07 August 2008

The Great Outdoors

We won't be around much next week.

My Bride and I are taking our child, vehicles, and a small mountain of our worldly possessions and striking out into the great unknown.

Except that we're only an hour away from home. We though it better that way, just in case the Mini-Wingnut doesn't like sleeping in a tent.

And it won't be the great unknown, technically speaking. There are showers and toilets. And a camp store with ice cream and sports equipment rental. And I grew up camping at this campground.

We will be tenting it at the Christian Reformed Conference Grounds, on Lake Michigan, just south of Grand Haven. We will be up at the top of the dune, because that's the last place on the grounds that almost resembles the camp ground that I remember. When I used to camp there, it was all sand. There were maybe four cement pads, for those whose trailers or RVs were so ponderously massive that they needed cement to not get stuck in the sand. The pavement extended from the entrance to the store, and that was it. The rest was gravel. The actual camp sites were misshapen due to the massive oak and maple trees that shaded the entire camp ground, and the playground in the center was huge, and filled with all the "perhaps" safe tetanus-inducing equipment so common twenty years ago.

I remember that the kids that were camping there learned real quick that they had to pour sand down the twisty slide before going down themselves. There were two reasons for this: One, the slide was about 5 MPH faster with a slight coating of dust on it, and two, the metal got so hot that kids would get burned on the way down if any bare skin touched the metal. Good times.

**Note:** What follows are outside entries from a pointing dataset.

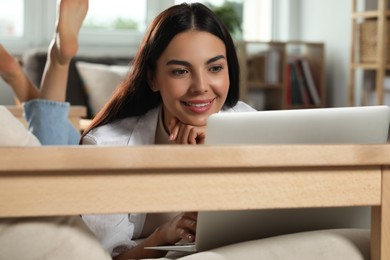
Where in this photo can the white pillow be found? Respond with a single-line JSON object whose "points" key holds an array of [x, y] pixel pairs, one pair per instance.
{"points": [[100, 81], [13, 132]]}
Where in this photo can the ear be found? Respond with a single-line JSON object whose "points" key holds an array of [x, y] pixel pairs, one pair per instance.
{"points": [[152, 82]]}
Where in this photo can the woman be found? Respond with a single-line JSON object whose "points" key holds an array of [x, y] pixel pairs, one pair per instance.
{"points": [[185, 70]]}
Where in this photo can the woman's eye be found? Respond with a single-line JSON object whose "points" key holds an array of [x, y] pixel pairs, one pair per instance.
{"points": [[216, 69], [179, 72]]}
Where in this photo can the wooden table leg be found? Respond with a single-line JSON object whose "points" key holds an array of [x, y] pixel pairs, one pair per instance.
{"points": [[380, 232]]}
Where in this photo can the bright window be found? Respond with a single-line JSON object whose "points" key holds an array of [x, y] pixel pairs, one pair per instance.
{"points": [[120, 15], [11, 18]]}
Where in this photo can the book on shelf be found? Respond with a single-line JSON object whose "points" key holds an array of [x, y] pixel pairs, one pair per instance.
{"points": [[296, 96], [272, 64], [300, 83], [310, 82]]}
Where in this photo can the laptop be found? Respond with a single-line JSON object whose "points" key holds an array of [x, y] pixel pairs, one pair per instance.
{"points": [[348, 125]]}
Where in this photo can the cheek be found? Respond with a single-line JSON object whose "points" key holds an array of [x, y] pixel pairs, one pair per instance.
{"points": [[221, 86], [171, 89]]}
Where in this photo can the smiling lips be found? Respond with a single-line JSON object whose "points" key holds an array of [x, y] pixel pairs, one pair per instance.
{"points": [[199, 106]]}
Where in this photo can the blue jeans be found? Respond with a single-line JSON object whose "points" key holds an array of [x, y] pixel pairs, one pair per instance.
{"points": [[48, 121]]}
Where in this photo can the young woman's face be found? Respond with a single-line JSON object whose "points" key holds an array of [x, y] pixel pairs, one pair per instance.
{"points": [[192, 76]]}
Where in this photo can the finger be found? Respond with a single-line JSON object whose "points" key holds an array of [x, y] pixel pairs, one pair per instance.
{"points": [[191, 214], [182, 136], [186, 130], [185, 235], [174, 132], [192, 136]]}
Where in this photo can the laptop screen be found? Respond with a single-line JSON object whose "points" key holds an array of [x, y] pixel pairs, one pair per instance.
{"points": [[348, 125]]}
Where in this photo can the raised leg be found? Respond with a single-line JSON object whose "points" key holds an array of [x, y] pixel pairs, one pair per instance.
{"points": [[62, 49]]}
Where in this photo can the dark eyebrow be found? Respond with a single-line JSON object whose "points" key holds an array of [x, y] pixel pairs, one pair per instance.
{"points": [[186, 63], [215, 59]]}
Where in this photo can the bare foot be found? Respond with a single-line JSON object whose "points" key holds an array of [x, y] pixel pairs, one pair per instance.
{"points": [[71, 17], [8, 64], [12, 73]]}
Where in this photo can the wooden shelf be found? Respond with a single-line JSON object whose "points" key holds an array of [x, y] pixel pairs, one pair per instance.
{"points": [[368, 53], [264, 67]]}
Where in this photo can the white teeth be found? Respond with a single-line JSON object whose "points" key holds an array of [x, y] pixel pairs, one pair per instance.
{"points": [[197, 105]]}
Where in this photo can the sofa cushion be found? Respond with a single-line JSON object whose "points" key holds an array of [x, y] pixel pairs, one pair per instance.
{"points": [[329, 244], [34, 61], [100, 81]]}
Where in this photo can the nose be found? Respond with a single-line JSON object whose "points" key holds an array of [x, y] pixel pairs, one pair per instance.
{"points": [[199, 84]]}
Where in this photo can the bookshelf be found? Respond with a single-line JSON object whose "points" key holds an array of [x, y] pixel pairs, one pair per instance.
{"points": [[282, 75], [369, 62]]}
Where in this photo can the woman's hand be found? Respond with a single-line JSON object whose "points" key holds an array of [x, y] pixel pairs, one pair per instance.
{"points": [[182, 133], [181, 227]]}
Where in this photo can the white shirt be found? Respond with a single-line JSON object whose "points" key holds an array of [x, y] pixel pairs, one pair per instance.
{"points": [[121, 229]]}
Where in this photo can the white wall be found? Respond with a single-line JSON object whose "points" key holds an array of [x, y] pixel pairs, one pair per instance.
{"points": [[309, 20], [330, 21], [6, 94]]}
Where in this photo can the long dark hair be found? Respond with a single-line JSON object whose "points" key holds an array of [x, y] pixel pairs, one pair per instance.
{"points": [[134, 97]]}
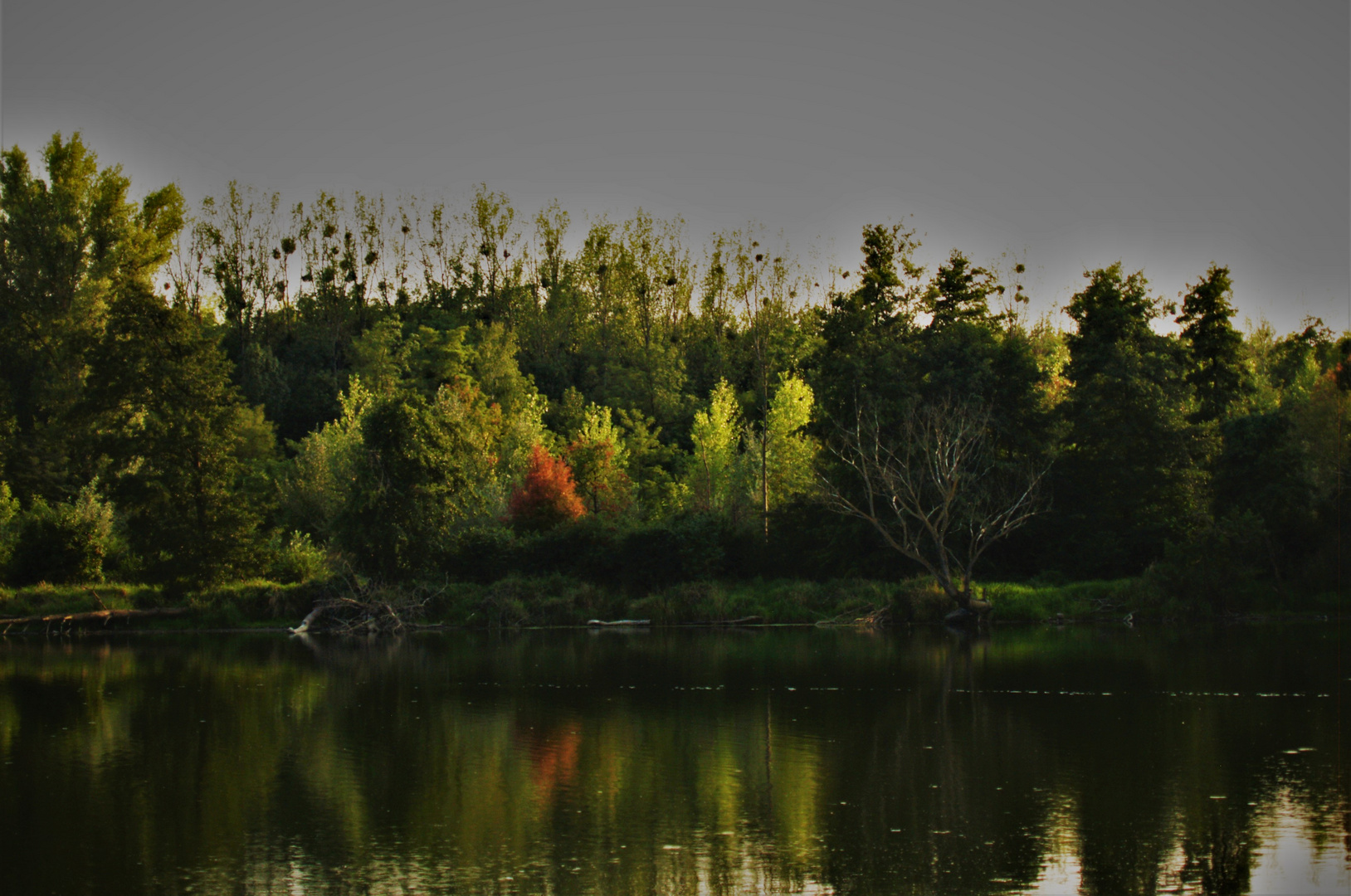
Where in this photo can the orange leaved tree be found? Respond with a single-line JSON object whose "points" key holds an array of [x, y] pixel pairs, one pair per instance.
{"points": [[548, 496]]}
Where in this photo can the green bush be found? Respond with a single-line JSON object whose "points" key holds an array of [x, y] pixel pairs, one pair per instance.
{"points": [[65, 543], [297, 558]]}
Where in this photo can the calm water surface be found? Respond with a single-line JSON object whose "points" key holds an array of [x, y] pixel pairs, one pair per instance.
{"points": [[780, 761]]}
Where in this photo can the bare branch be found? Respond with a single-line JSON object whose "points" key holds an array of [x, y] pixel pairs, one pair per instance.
{"points": [[934, 487]]}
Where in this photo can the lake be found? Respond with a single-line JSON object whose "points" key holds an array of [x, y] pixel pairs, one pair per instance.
{"points": [[1032, 760]]}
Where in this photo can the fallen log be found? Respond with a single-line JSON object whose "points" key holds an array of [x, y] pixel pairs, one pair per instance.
{"points": [[72, 621]]}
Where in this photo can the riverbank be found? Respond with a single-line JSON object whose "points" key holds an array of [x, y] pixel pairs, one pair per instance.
{"points": [[558, 601]]}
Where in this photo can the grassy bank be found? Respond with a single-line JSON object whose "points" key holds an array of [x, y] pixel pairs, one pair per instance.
{"points": [[558, 601]]}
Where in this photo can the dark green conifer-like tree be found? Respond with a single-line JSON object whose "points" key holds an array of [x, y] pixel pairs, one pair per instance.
{"points": [[1215, 346]]}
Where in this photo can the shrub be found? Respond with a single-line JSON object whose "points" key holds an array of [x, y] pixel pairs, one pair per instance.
{"points": [[65, 543], [297, 558]]}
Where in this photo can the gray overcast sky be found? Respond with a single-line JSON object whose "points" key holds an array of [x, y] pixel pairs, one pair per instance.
{"points": [[1165, 135]]}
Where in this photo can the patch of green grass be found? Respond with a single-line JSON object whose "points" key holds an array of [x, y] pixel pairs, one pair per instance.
{"points": [[1026, 601]]}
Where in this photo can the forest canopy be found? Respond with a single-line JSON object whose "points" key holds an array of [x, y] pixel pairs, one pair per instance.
{"points": [[404, 388]]}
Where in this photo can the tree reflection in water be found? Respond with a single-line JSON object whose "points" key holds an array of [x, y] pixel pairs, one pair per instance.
{"points": [[749, 761]]}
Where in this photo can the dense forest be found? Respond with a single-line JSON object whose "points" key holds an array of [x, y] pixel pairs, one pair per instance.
{"points": [[412, 391]]}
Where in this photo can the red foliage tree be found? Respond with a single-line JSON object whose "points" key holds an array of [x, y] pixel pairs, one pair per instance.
{"points": [[548, 496]]}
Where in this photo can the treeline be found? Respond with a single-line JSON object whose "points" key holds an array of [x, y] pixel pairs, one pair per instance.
{"points": [[415, 391]]}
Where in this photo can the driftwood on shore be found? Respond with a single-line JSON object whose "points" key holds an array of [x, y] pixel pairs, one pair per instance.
{"points": [[88, 619]]}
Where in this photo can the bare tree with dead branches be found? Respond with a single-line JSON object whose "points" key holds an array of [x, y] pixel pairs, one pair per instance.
{"points": [[935, 487]]}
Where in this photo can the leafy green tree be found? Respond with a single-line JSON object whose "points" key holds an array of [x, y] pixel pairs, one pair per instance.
{"points": [[184, 455], [69, 245], [599, 461], [715, 470], [788, 451], [427, 466], [1129, 481], [65, 543], [316, 483], [1215, 346], [867, 334]]}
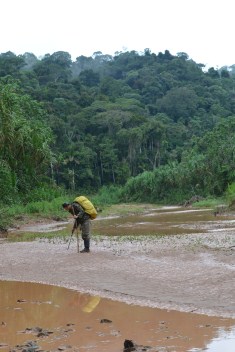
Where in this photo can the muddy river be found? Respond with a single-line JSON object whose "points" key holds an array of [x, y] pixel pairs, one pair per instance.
{"points": [[56, 318]]}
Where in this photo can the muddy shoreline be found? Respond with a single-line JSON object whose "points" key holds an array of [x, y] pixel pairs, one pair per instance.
{"points": [[190, 273]]}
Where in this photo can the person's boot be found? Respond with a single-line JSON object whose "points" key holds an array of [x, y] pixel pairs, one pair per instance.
{"points": [[86, 246]]}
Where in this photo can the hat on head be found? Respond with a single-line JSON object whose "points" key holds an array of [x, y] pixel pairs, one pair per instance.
{"points": [[65, 205]]}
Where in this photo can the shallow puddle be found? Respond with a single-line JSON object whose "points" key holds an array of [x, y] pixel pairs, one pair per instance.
{"points": [[163, 221], [72, 321]]}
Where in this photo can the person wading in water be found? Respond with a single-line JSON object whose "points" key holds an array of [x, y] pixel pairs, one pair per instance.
{"points": [[82, 219]]}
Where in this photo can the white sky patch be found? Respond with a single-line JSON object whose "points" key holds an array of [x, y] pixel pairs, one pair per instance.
{"points": [[201, 28]]}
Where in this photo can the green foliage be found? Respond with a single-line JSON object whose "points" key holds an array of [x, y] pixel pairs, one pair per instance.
{"points": [[108, 195], [230, 195], [158, 122]]}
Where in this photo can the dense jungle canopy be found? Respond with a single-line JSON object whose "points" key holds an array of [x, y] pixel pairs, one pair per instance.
{"points": [[159, 126]]}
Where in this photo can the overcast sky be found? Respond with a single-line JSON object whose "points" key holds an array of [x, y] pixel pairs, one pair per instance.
{"points": [[204, 29]]}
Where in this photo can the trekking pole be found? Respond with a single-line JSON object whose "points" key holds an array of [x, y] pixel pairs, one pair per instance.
{"points": [[71, 236], [70, 240]]}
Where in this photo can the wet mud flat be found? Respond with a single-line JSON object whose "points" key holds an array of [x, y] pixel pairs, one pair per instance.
{"points": [[50, 318], [177, 260]]}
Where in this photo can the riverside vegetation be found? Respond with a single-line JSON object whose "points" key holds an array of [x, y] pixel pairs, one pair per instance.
{"points": [[133, 127]]}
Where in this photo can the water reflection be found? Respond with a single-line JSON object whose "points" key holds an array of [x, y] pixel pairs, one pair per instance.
{"points": [[163, 221], [75, 319]]}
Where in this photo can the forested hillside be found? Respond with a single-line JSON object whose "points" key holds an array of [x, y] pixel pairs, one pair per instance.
{"points": [[159, 125]]}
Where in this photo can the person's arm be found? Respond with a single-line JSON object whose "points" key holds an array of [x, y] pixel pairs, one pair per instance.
{"points": [[77, 210]]}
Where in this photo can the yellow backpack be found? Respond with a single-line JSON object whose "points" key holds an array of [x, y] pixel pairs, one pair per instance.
{"points": [[87, 206]]}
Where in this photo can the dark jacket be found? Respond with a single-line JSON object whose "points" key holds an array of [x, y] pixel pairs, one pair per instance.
{"points": [[82, 216]]}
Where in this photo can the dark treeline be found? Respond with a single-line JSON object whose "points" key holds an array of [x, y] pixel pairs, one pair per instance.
{"points": [[159, 125]]}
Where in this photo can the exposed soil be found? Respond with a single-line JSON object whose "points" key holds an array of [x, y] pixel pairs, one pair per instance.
{"points": [[192, 272]]}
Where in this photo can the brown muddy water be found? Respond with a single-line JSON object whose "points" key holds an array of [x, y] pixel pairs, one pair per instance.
{"points": [[155, 221], [72, 321]]}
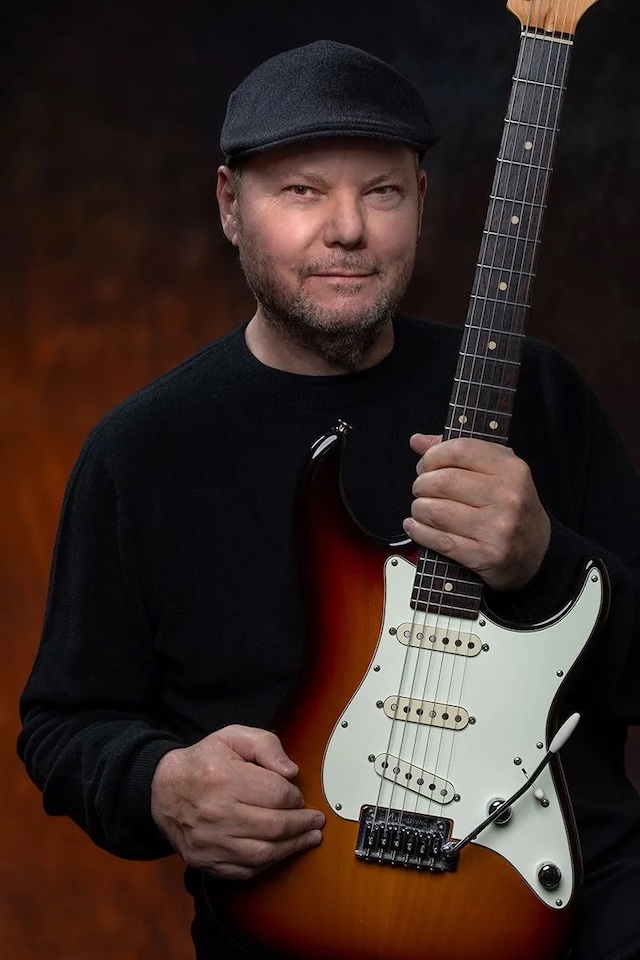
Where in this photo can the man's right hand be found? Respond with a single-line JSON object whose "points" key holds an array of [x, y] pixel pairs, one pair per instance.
{"points": [[228, 806]]}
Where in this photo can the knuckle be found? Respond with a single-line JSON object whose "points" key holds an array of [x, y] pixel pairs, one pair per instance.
{"points": [[445, 543]]}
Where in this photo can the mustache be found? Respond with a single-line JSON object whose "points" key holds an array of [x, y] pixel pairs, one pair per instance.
{"points": [[349, 265]]}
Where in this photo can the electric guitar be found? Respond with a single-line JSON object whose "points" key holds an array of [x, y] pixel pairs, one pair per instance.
{"points": [[426, 730]]}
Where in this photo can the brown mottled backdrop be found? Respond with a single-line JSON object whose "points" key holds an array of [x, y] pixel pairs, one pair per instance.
{"points": [[112, 268]]}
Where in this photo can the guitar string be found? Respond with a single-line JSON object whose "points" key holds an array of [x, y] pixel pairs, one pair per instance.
{"points": [[430, 734], [542, 173], [541, 178], [449, 699], [434, 562]]}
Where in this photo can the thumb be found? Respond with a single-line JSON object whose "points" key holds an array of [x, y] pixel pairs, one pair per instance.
{"points": [[261, 747], [421, 442]]}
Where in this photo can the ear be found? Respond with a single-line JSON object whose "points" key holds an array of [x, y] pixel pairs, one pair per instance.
{"points": [[422, 191], [227, 202]]}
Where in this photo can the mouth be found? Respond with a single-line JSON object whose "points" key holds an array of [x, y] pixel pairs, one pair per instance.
{"points": [[337, 275]]}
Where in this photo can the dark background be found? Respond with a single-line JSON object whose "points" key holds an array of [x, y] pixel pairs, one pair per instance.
{"points": [[113, 268]]}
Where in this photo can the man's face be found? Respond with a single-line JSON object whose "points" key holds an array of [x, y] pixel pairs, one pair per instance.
{"points": [[327, 235]]}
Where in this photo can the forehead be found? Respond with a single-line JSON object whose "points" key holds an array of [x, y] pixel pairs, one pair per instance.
{"points": [[342, 156]]}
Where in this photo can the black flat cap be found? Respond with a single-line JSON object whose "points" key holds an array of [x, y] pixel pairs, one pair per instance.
{"points": [[324, 89]]}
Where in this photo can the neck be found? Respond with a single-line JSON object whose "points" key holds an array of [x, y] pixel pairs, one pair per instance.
{"points": [[275, 349]]}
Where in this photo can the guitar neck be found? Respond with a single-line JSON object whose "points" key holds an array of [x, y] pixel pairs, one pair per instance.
{"points": [[486, 377]]}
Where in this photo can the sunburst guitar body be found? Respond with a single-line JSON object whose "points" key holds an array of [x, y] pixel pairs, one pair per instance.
{"points": [[425, 729]]}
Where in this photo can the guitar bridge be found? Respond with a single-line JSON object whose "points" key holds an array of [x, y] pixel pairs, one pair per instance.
{"points": [[403, 839]]}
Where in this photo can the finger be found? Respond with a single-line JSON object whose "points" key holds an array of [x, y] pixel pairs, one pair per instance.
{"points": [[256, 823], [261, 747], [467, 453], [254, 786], [453, 485], [249, 857], [458, 548]]}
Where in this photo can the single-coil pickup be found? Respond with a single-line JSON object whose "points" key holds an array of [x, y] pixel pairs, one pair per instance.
{"points": [[439, 638], [414, 778], [428, 712]]}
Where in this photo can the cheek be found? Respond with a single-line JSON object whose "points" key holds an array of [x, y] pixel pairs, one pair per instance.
{"points": [[283, 239]]}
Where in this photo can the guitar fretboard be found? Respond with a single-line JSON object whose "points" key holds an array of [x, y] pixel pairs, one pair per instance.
{"points": [[485, 383]]}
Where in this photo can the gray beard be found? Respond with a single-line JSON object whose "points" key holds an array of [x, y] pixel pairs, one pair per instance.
{"points": [[301, 322]]}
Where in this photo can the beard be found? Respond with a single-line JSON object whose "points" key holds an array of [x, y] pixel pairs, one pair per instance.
{"points": [[343, 338]]}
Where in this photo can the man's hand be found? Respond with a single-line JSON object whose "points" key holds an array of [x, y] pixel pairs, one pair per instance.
{"points": [[476, 503], [227, 804]]}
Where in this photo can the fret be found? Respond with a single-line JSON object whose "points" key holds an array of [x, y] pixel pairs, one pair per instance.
{"points": [[501, 211], [529, 166], [492, 435], [545, 36], [506, 271], [493, 331], [509, 236], [479, 407], [514, 200], [510, 181], [531, 126], [508, 303], [519, 253], [480, 383], [539, 83], [446, 576], [473, 408]]}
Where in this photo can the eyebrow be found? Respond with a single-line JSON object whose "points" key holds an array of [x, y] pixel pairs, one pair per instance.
{"points": [[316, 180]]}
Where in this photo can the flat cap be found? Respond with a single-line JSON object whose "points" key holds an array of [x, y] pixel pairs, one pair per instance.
{"points": [[324, 89]]}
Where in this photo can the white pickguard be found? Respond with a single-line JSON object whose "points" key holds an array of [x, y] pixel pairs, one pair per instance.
{"points": [[506, 690]]}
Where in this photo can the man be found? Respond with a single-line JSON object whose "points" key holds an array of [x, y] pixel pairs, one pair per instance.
{"points": [[173, 627]]}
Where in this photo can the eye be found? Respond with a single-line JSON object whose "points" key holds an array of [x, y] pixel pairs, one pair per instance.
{"points": [[300, 190], [385, 190]]}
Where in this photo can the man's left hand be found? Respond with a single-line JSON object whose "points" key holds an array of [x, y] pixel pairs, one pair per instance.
{"points": [[476, 503]]}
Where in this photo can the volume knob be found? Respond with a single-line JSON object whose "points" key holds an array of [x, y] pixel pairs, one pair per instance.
{"points": [[549, 876]]}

Now, the playground is larger, and more safe and modern. There is a laundromat right across the road from the camp store. Everything is pavement, and most of the old oaks and maples that I remember were cut down to make more room for more cement pads and more campsites. It looks almost like a subdivision now. The campsites have sod, for crying out loud! Not ours at the top of the dune, though. That section was always a bit more rustic than the rest of the campground, and I like that it's stayed that way. So that's where we'll be, probably the only tent in the entire campground.

But, we will be camping there, eating ice cream, cooking over a fire, roasting marshmallows and hot dogs, fishing, reading, swimming in the lake and pool, and generally just enjoying the lake shore. We'll probably head into Grand Haven to walk the pier and boardwalk, and if we do that we'll have to get some chicken nachos at Snug Harbor. We'll bring our bikes and a trailer for Mini-Wingnut, and see where we end up going. I may take my bike on a solo trip, to see if I can either break my bike beyond repair, or embed large amounts of gravel into various appendages. Not that I want to smash my bike into a million pieces, I really don't. But I tend to find the more difficult trails, and have been known to get in a bit over my head from time to time.

We might even have a fish fry, if I can convince any perch or bluegill or bass to eat my lures-and if I can coax my Bride to try some fresh seafood.

It should be a good time. The camping, not the coaxing. Call us if you want to come hang out for a night!


wingnut

1 comment:

-Tim said...

Sounds like a good time. We'll be doing the same thing, sans progeny, this thursday when we leave for the island in the north to celebrate our anniversary. Too bad I work nights, it would be way fun to come hang out and visit one of these nights.

Glad to hear EJ is feeling better and hope you guys have a great time!